Lenovo S10 touch screen mod complete!March 6, 2009
I got the Fidohub touch screen panel for my S10 yesterday and I completed the mod early this morning around 2am. Despite what the box says, it’s not that easy of an upgrade! The S10 is pretty tight inside that small chassis, which makes it much more difficult to find places to route cables.
But it works. I was touch-screening my way all over my OS X installation after installing it and getting the driver installed. The configuration utility doesn’t seem to work correctly. Not sure if that’s a problem with the application itself or if it’s due to the fact that my installation of OS X is on unsupported hardware in the first place.
First of all, Fidohub is incredible. I live in Maryland and the touch panel kit was sent from China. I received it in TWO days. Fidohub doesn’t skimp on shipping. The package includes everything you need, including a small internal USB hub to connect other devices (if you can find space inside the S10). All cables are the perfect lengths and the touch screen controller board/USB hub is small enough to mount to the underside of the system board with some double-sided sticky foam padding (also included in the package). The touch screen panel itself is a very thin piece of glass with some protective plastic film on each side and a thin ribbon cable connector attached. The controller board is well made, but due to the fact that it has to be so small and thin, be careful handling it.
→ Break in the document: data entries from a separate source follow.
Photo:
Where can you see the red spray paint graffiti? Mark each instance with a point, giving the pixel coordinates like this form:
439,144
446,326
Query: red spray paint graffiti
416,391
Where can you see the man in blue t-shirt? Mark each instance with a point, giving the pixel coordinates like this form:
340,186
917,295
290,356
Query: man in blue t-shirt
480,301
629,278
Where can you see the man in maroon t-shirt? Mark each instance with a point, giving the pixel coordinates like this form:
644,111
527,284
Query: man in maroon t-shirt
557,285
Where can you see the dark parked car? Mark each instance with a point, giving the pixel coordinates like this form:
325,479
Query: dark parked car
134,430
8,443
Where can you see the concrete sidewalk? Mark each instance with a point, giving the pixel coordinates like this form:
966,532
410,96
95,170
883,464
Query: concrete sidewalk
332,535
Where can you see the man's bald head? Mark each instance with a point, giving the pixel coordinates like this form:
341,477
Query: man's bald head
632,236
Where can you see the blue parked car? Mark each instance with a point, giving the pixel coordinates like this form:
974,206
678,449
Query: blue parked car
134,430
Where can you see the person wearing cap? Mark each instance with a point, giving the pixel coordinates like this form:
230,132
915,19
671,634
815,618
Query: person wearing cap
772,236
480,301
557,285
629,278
There are five total cables for the touch panel controller: one cable is soldered onto the board already and it attaches to the ribbon cable on the touch panel, another cable attaches to the USB camera connector on the system board, another cable connects to the USB camera, and then there are two additional regular USB cables to add whatever your heart desires.
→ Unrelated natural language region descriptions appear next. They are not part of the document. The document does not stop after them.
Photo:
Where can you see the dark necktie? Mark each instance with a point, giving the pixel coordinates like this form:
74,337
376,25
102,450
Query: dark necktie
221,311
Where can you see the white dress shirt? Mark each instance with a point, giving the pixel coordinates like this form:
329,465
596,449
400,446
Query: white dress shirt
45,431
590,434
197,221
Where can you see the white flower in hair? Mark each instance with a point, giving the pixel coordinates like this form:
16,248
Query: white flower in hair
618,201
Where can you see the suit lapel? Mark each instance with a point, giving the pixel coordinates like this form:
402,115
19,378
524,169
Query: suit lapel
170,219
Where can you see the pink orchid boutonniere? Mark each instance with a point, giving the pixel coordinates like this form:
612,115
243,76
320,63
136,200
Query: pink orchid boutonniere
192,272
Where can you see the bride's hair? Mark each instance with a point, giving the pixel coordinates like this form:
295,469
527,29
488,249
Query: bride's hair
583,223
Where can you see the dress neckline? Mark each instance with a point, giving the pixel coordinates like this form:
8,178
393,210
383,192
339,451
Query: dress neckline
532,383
Fidohub sent instructions specific to the S10. They were fairly easy to follow, if not very thorough. The pictures are a little grainy, which makes it difficult at times to see exactly how they routed their cables or what color wires connect to what end of the ribbon cable. Also, the english is a bit rough, but pretty good considering some of the Chinese-to-English translations I’ve received for other products’ instructions. You can complete the install with these instructions as long as you use your head.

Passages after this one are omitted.